Inteins vary greatly, but many of the same intein-containing proteins are found in a number of species. For example, pre-mRNA processing factor 8 (Prp8) protein, instrumental in the spliceosome, has seven different intein insertion sites across eukaryotic species. Intein-containing Prp8 is most commonly found in fungi, but is also seen in Amoebozoa, Chlorophyta, Capsaspora, and Choanoflagellida. Many mycobacteria contain inteins within DnaB (bacterial replicative helicase), RecA (bacterial DNA recombinase), and SufB (FeS cluster assembly protein). There is remarkable variety within the structure and number of DnaB inteins, both within the mycobacterium genus and beyond. Interestingly, intein-containing DnaB is also found in the chloroplasts of algae. Intein-containing proteins found in archaea include RadA (RecA homolog), RFC, PolB, RNR. Many of the same intein-containing proteins (or their homologs) are found in two or even all three domains of life. Inteins are also seen in the proteomes encoded by bacteriophages and eukaryotic viruses. Viruses may have been involved as vectors of intein distribution across the wide variety of intein containing organisms.
The process for class 1 inteins begins with an N-O or N-S shift when the side chain of the first residue (a serine, threonine, or cysteine) of the intein portion of the precursor protein nucleophilically attacks the peptide bond of the residue immediately upstream (that is, the final residue of the N-extein) to form a linear ester (or thioester) intermediate.

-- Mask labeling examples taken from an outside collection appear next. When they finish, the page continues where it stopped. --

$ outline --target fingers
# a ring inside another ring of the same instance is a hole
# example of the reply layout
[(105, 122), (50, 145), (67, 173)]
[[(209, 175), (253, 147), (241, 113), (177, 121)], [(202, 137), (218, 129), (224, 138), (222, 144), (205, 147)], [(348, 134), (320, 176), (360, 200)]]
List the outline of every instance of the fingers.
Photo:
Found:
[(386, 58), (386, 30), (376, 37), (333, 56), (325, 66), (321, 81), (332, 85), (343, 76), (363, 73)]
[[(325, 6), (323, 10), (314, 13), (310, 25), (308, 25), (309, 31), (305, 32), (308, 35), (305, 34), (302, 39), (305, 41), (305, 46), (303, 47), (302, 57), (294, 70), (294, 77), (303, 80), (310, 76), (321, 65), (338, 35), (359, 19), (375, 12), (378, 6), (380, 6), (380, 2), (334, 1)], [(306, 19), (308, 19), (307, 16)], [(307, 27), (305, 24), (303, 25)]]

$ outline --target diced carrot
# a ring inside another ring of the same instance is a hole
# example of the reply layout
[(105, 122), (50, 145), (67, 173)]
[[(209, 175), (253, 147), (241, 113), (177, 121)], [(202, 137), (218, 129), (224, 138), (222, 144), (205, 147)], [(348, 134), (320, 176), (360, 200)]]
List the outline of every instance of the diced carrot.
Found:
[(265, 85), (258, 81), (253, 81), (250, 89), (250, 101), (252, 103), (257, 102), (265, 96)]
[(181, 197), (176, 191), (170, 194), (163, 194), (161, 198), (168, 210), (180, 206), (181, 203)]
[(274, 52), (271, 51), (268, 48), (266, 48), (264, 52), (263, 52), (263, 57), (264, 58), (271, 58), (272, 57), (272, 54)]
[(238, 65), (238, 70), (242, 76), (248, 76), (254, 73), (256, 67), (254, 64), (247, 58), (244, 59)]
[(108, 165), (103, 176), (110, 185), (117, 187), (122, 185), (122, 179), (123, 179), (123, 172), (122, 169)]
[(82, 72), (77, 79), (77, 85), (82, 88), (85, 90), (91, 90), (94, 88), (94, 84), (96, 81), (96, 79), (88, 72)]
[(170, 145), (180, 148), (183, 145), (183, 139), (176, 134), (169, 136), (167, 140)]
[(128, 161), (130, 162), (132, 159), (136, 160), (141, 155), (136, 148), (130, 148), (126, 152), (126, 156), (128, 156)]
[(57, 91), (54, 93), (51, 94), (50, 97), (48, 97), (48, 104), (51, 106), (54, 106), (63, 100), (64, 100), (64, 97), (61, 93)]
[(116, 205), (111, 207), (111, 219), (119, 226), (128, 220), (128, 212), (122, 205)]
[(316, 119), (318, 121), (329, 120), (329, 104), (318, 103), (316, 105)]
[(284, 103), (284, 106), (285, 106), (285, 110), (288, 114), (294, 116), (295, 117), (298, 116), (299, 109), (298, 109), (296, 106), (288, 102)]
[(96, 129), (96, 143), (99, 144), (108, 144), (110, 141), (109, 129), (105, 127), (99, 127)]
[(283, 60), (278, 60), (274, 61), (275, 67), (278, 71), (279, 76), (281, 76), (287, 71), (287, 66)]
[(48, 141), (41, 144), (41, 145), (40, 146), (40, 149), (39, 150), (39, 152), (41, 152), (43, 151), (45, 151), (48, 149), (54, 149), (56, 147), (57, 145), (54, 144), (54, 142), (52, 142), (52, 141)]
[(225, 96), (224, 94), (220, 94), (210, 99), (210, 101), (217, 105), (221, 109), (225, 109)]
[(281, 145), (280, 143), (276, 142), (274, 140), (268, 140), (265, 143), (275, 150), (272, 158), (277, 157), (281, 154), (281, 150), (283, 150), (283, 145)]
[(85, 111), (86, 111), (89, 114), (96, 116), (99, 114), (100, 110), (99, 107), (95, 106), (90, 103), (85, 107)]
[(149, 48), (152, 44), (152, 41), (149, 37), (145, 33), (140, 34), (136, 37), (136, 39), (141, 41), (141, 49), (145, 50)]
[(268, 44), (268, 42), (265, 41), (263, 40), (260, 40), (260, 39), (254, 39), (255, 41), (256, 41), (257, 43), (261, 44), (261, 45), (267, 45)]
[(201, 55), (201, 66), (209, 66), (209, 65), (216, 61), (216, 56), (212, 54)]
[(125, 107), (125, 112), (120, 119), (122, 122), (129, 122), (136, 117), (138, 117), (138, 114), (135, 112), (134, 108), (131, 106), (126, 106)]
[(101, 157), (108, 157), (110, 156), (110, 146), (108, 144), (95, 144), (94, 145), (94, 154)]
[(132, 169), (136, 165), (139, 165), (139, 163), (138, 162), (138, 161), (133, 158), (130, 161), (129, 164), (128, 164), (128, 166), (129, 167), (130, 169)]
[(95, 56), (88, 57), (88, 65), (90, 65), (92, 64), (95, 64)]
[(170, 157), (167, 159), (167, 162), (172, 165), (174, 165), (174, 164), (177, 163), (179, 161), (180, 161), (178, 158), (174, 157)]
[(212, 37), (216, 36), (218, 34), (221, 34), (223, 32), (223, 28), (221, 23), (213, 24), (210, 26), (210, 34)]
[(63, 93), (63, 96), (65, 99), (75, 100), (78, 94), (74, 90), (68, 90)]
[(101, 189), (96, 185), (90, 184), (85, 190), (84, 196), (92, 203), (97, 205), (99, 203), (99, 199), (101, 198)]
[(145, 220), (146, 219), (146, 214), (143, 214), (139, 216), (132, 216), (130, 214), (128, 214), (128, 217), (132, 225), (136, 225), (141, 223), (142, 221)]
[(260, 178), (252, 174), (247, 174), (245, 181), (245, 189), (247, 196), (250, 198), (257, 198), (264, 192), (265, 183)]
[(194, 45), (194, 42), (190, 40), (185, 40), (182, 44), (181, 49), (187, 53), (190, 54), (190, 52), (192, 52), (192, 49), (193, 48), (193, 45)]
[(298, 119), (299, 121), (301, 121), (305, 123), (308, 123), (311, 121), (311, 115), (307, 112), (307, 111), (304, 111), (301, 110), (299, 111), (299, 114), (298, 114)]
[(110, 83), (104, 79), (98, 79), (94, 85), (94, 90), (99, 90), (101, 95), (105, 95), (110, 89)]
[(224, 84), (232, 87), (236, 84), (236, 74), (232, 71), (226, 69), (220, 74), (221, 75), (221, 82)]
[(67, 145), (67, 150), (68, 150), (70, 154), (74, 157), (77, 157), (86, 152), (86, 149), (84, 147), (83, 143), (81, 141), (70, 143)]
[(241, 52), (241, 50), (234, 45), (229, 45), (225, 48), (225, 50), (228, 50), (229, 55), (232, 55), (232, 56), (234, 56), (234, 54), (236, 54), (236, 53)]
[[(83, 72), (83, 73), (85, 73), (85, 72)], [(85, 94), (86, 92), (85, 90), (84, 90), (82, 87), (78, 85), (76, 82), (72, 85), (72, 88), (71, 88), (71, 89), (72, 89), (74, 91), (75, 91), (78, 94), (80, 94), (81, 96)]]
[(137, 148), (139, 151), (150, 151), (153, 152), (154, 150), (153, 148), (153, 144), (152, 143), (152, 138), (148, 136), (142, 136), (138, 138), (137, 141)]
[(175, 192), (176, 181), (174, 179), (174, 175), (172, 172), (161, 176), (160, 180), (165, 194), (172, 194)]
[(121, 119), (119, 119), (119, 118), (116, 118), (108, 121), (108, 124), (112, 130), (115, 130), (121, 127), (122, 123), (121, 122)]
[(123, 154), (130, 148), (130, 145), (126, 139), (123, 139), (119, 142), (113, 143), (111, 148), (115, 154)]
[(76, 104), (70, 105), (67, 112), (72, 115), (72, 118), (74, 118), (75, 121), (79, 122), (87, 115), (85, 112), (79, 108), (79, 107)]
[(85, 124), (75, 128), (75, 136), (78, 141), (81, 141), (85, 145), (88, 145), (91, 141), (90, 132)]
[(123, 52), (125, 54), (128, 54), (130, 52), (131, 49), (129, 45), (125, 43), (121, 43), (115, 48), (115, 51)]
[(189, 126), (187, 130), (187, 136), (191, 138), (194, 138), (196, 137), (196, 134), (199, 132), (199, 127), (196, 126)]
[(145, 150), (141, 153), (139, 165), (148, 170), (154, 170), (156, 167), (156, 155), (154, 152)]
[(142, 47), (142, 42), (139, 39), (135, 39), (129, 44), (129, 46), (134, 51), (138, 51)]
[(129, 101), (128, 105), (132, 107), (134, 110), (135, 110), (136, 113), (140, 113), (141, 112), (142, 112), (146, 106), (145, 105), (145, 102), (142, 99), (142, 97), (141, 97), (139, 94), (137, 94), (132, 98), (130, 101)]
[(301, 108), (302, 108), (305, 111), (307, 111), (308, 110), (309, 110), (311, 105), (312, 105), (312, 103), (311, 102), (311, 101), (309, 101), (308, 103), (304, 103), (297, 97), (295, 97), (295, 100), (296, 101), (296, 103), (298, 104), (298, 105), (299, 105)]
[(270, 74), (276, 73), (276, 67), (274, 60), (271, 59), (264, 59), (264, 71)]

A transesterification occurs when the side chain of the first residue of the C-extein attacks the newly formed (thio)ester to free the N-terminal end of the intein. This forms a branched intermediate in which the N-extein and C-extein are attached, albeit not through a peptide bond. The last residue of the intein is always an asparagine (Asn), and the amide nitrogen atom of this side chain cleaves apart the peptide bond between the intein and the C-extein, resulting in a free intein segment with a terminal cyclic imide. Finally, the free amino group of the C-extein now attacks the (thio)ester linking the N- and C-exteins together. An O-N or S-N shift produces a peptide bond and the functional, ligated protein.
Class 2 inteins have no nucleophilic first side chain, only an alanine. Instead, the reaction starts directly with a nucleophilic displacement, with the first residue of the C-extein attacking the peptide carboxyl on the final residue of the N-extein. The rest proceeds as usual, starting with Asn turning into a cyclic imide.